Health care workforce report highlights challenges, accomplishments

Nicole Carritt, UNMC's assistant vice chancellor of health workforce education relations

Nicole Carritt, UNMC's assistant vice chancellor of health workforce education relations

Although Nebraska’s latest health care workforce report suggests steady growth for most professions, challenges remain.

The “2023 Status of the Nebraska Healthcare Workforce” report, commissioned and funded by the Office of Rural Health Initiatives at UNMC and the Nebraska Area Health Education Center Program, pointed to declining numbers of some health professionals, such as primary care physicians. The report also shows troubling trends as many regions of the state continue to grapple with shortages of health care professionals.

In addition, the report sees a trend of health care workers becoming increasingly concentrated in metropolitan areas such as Omaha and Lincoln.

These and other key findings can be found in the report.

“As the state’s only academic medical center, UNMC’s mission includes improving the health of our fellow Nebraskans across the entire state,” said Jeffrey P. Gold, MD, chancellor of UNMC. “While these findings illustrate real challenges, UNMC already has initiated programming that will help address these shortages, such as expanding our class offerings on the University of Nebraska at Kearney campus to include more health professions students and, for the first time, medical students, as well as beginning twice-annual nursing admissions at our Kearney and Lincoln nursing divisions.”

Among other challenges highlighted in the report:

  • Nebraska’s rural communities encounter significant obstacles in both attracting and retaining health care professionals in Nebraska, with 83% of all diagnosing and treating practitioners currently concentrated in metropolitan areas of the state.
  • Demographically, health care professionals do not mirror the diverse composition of the state population, with most professionals identifying as White, non-Latino/a. In contrast, 23% of Nebraska’s overall population identifies as persons of color.

The study also noted, although not in detail, the substantial economic impact of the health care workforce to the state — in 2023, the health care and social assistance industry contributed $9.7 billion to Nebraska’s Gross Domestic Product, the fifth largest contributing industry to the GDP, behind such industries as manufacturing ($15 billion) and agriculture ($12 billion).

The report offered strategies for addressed the identified challenges, including:

  • Ensure adequate resources to prepare the next generation of health care professionals.
  • Enhance existing pipeline programs and education initiatives targeting rural and underserved urban populations.
  • Enhance the availability of scholarships and loan repayment programs for health care students and practitioners, particularly for health professions with significant shortages, to recruit and retain the needed health care workforce.
  • Increase the number of medical residency programs in rural and underserved urban areas.
  • Expand incentive programs to encourage practitioner retention in rural and underserved urban areas.
  • Expand the capacity of telecommunications infrastructure to support the use of telehealth, improving patient access to health care.
  • Establish and streamline existing public-private partnerships in the health care sector.

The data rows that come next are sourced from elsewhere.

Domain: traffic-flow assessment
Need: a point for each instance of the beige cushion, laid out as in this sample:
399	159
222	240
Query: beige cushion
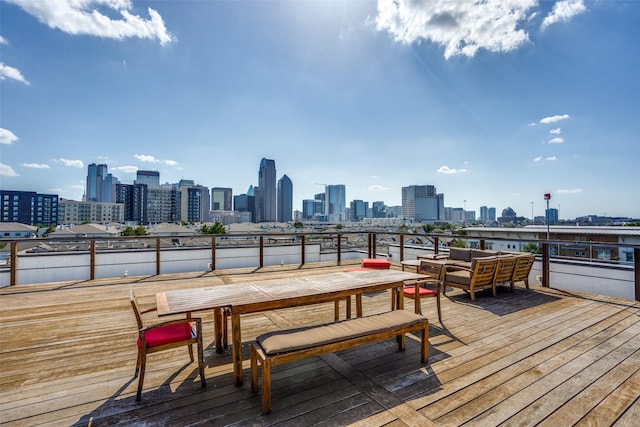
298	339
460	254
462	277
477	253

The report reflects positively on the efforts by UNMC, other institutions of higher learning and community partners in addressing the health care workforce needs of Nebraska, said Jeff Harrison, MD, chair of the UNMC Department of Family Medicine and principal investigator of the AHEC grant.

“High-quality health care is always best delivered in a team-based manner, and the expansion of all provider types allows for enhanced delivery of services to Nebraskans,” Dr. Harrison said. “The report reveals the uneven distribution of workforce, driven in part by population density and the resultant economic limitations of the maldistribution. It will be imperative that UNMC and our partners statewide continue to develop innovative health care delivery methods that ensure high quality and accessible care to all communities in the state.”

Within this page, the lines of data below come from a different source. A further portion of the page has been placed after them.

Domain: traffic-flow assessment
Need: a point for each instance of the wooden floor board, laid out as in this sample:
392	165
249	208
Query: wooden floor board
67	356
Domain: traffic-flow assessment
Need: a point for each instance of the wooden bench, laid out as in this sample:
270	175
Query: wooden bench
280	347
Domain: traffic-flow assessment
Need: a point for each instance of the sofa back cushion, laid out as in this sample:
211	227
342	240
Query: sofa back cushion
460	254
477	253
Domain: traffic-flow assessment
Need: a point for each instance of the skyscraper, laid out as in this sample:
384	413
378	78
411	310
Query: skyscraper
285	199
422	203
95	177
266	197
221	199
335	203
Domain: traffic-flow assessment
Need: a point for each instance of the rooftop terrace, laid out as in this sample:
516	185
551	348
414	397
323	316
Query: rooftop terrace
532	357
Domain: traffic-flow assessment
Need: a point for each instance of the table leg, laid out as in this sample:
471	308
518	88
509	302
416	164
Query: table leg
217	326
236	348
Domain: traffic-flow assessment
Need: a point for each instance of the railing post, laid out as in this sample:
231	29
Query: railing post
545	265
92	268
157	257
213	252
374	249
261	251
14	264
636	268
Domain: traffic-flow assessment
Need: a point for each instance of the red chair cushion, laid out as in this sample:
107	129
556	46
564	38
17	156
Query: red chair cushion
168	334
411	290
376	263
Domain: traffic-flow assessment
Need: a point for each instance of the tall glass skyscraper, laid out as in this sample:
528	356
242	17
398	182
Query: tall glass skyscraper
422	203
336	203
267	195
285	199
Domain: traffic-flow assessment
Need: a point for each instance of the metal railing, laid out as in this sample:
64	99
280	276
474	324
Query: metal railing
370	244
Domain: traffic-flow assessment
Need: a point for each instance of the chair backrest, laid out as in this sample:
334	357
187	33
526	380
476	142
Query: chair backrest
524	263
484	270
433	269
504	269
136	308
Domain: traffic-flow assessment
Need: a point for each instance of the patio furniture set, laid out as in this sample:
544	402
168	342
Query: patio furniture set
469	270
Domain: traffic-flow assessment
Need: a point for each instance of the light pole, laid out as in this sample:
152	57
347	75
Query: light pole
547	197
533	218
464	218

The study is based on the most recent data from the UNMC Health Professions Tracking Service and the State of Nebraska. The report — prepared by the University of Nebraska at Omaha Center for Public Affairs Research — examined 16 health care profession categories, ranging from physicians and physician assistants to nursing, dental and allied health professionals.

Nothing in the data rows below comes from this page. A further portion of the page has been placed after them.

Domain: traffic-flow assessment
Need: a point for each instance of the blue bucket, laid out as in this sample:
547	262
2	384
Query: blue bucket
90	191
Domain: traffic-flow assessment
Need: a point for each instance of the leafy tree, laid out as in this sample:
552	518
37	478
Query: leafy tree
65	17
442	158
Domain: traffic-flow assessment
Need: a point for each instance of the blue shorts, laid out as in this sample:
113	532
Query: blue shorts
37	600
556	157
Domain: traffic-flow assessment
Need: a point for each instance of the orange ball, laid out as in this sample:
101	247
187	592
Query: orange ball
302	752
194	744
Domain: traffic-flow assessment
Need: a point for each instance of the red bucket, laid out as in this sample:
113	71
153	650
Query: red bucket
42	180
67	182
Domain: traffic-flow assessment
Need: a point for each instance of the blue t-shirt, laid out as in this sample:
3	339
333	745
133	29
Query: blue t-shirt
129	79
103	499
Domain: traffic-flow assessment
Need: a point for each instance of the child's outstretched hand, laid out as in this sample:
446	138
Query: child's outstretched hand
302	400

“UNMC has a longstanding commitment to growing the state’s health workforce, including pathway programs such as our Rural Health Opportunities Program,” said UNMC’s Nicole Carritt, assistant vice chancellor of health workforce education relations. “Although this report delineates areas of need, which is its purpose, we also see areas of growth, such as projected growth of physicians (19%), physician assistants (63%) and advanced practice registered nurses (127%) by 2030. With the help of the information compiled in this report, UNMC will continue to work with the state, community partners and others to address Nebraska health workforce needs.”